Mar 30, 2017

Illinois Tries to Get Ahead of Factory Farm Stampede Ravaging Rural Communities

Indecent in Illinois - The Price of Pork, (Chicago Tribune)
The dangers and costs of vectoring millions of tons of factory animal manure into water, communities and homes have spurred legislation in the Illinois statehouse.

Four bills have been introduced that offer citizens, communities, tourism interests, and small farmers a measure of standing to halt and regulate a health and environmental tragedy unfolding in Illinois.

Write David Jackson and Gary Marx in the Chicago Tribune this week:

As pork producers exploit weak laws to build and expand large hog confinements across rural Illinois, neighboring farmers have complained their rights are being trampled while waste spills poison local streams and sickening gases ruin families' lives and property values.

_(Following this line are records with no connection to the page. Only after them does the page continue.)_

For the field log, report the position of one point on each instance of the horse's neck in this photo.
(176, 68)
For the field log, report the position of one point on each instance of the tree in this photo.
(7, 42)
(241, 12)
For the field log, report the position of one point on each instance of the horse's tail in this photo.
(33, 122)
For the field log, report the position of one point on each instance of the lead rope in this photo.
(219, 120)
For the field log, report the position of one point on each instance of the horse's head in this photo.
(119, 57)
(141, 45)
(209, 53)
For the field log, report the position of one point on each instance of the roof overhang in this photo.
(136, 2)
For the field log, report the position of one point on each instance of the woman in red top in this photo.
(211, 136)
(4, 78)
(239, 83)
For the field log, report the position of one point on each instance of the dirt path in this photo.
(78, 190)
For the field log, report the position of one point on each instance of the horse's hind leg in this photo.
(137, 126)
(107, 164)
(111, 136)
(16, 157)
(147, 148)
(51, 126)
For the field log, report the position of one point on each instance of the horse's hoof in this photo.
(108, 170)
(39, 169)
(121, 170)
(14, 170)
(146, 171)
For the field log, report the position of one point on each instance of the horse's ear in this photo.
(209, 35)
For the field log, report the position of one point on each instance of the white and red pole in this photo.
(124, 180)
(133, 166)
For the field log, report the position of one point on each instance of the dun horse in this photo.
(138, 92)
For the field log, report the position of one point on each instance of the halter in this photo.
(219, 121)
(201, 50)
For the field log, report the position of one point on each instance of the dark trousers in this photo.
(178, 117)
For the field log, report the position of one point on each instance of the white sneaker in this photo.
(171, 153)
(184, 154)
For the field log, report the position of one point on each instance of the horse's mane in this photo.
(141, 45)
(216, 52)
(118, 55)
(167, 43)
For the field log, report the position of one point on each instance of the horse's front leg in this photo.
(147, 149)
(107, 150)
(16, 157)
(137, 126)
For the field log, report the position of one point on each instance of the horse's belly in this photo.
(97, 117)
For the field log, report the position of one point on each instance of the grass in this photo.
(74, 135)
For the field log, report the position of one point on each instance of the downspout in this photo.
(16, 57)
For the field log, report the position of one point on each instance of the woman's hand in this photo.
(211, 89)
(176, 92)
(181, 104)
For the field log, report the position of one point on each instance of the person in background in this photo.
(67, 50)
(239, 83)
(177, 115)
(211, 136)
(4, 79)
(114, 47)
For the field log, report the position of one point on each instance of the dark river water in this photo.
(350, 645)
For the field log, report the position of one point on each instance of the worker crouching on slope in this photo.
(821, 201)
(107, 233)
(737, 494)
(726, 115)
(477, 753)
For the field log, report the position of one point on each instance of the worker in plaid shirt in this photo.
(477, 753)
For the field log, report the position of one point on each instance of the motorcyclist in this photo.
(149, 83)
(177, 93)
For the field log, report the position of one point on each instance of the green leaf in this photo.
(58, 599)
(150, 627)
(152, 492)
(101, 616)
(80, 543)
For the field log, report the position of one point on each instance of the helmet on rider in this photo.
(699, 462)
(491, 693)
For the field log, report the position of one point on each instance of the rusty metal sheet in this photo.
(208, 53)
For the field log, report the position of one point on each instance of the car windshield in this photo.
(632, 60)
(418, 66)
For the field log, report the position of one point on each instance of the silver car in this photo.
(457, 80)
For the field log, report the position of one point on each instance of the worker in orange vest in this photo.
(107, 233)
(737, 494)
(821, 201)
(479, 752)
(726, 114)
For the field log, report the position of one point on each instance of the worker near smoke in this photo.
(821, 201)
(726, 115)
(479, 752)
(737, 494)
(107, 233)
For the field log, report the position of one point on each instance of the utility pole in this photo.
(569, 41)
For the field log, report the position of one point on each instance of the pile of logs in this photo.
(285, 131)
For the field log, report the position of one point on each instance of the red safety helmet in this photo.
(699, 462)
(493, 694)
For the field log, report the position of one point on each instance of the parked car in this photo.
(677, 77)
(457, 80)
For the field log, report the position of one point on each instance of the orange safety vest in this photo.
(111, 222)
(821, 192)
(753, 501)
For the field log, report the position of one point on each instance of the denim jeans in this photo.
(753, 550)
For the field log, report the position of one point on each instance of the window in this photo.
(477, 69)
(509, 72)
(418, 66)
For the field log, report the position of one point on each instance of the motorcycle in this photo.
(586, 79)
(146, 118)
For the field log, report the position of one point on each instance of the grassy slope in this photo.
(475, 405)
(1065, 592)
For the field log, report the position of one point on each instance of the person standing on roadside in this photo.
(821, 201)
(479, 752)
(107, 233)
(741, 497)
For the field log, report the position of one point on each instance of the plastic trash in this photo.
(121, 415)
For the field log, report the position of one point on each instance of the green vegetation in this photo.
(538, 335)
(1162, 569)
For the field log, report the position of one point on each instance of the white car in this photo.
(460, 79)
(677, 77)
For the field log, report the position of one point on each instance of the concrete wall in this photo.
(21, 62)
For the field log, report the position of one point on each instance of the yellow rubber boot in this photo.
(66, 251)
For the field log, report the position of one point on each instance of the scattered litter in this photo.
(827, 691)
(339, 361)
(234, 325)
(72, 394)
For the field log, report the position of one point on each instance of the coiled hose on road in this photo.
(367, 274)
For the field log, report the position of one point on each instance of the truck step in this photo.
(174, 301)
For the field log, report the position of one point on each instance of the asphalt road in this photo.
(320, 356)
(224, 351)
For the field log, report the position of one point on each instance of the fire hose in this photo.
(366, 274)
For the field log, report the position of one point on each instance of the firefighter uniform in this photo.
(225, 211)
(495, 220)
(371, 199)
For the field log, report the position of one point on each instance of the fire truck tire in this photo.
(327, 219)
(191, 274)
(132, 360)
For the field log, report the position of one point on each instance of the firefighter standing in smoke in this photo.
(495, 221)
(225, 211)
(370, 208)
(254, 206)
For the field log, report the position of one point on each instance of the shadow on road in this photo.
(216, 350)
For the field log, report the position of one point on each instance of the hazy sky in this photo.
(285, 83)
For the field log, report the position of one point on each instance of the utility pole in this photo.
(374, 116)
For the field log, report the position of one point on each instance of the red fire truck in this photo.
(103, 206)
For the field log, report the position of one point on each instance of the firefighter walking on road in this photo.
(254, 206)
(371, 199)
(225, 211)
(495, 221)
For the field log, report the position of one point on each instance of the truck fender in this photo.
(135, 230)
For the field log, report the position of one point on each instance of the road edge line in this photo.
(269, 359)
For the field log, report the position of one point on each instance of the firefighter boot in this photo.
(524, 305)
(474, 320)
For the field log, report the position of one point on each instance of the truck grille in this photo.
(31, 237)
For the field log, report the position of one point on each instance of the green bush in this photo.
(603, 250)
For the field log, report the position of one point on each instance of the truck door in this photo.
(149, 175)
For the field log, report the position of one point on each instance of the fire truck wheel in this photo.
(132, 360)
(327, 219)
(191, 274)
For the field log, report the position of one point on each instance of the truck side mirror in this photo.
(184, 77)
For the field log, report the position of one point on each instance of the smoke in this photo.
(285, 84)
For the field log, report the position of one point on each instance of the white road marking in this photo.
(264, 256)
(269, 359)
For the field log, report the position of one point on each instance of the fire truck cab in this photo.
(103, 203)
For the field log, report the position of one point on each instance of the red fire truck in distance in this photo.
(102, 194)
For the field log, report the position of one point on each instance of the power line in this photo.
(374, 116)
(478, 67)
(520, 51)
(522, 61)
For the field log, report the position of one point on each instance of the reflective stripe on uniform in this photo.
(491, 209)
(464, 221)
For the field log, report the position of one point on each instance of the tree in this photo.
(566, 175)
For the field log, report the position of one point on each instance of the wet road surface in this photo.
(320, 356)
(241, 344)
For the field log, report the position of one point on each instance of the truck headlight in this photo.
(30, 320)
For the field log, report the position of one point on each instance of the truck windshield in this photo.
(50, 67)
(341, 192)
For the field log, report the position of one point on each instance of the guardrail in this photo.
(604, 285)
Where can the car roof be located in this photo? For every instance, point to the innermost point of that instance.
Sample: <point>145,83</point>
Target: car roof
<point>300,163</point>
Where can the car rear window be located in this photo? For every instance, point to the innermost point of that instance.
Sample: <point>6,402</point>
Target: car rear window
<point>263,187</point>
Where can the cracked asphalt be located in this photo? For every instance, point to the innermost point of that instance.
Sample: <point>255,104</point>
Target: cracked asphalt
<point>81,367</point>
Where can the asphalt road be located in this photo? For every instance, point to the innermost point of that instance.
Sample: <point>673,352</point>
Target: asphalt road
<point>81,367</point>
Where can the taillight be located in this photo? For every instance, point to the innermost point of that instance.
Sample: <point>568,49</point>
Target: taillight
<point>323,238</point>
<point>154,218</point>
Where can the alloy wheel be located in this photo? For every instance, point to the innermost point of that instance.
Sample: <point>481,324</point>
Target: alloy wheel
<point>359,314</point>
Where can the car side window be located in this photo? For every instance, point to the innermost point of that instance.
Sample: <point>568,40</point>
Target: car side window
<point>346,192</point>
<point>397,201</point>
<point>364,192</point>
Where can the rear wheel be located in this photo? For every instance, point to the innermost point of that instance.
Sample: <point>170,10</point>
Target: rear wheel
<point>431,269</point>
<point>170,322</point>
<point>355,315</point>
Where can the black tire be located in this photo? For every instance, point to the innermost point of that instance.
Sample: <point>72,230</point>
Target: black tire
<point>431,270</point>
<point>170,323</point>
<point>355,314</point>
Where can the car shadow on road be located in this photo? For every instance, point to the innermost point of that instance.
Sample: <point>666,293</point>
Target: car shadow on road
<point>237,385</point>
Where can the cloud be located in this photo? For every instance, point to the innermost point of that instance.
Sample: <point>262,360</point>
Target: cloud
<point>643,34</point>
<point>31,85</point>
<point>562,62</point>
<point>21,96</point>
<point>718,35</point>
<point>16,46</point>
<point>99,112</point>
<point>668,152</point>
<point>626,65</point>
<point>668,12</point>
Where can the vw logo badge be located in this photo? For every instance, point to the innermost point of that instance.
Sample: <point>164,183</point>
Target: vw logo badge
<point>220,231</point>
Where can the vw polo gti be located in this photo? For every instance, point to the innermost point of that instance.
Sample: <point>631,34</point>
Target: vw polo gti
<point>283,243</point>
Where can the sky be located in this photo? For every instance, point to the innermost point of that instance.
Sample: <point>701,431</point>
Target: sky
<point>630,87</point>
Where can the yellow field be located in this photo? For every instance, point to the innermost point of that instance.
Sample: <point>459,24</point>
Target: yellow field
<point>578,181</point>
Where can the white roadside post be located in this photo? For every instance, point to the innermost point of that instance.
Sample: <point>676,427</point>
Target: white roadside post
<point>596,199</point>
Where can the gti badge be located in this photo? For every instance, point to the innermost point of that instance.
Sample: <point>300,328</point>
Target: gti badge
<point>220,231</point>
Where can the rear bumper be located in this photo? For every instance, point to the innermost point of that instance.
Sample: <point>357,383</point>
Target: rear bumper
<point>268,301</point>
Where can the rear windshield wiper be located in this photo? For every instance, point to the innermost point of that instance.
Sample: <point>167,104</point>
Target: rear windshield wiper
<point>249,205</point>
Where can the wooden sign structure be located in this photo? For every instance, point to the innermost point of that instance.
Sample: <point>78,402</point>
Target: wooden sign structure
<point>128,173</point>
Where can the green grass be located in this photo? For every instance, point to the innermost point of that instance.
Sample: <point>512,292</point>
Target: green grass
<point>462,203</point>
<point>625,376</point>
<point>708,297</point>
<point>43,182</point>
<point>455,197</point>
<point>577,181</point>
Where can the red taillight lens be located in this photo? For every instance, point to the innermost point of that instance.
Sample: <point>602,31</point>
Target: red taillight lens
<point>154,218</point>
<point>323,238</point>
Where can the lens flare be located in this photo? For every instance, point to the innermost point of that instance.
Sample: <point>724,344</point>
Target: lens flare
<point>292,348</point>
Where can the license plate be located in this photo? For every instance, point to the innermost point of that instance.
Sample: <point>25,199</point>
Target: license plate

But after years of frustration and legislative inaction, lawmakers on Tuesday announced four new bills that would tighten Illinois' lax environmental protections and give local citizens more input in the permitting process, as well as standing to challenge the massive facilities in court.
The political fight is bear-bones, and the viability of large swaths of rural Illinois, safe groundwater and surface water lies in the offing as hydrogen sulfide and ammonia from pig feces "mixed with airborne animal dander and fecal dust" destroy, degrade and drive away whatever is encountered by this toxic plume.

The Illinois interests who have brought this tragedy to the fore are property owners watching valuations plummet, advocacy groups such as Illinois Environmental Council, small farmers, rural communities and old-fashioned, investigative journalism.

David Jackson, Gary Marx and a group at the Chicago Tribune published an investigative series entitled the "The Price of Pork" in 2016-17. Notes a copy-editor in the Tribune piece this week:
The bills, proposed in response to the Tribune's August investigation, 'The Price of Pork,' would represent the first significant reforms to Illinois' 1996 Livestock Management Facilities Act, which has been criticized for failing to keep pace with the dramatic growth of swine confinements. Holding thousands of pigs and sometimes producing millions of gallons of manure annually, the operations now account for more than 90 percent of Illinois' $1.5 billion in annual hog sales.

'What is going on in our rural communities and to many of our farmers and farm families is wrong and unjust and we can do better than this for them,' Fulton County farmer Craig Porter said Tuesday at a Springfield news conference held by Democratic state Sen. David Koehler of Peoria, a sponsor of two of the bills.

Factory farm interests are predatory and sociopathic and work in states across the country.

Entire communities in Iowa, Minnesota and Wisconsin are watching Illinois to see how the state defends itself.

Taping the cruelty and pollution that occurs in factory farms is being targeted by corporate interests who have been working since 2012 to make dissemination of factory farming in operation a crime, (Mother Jones), (NYT).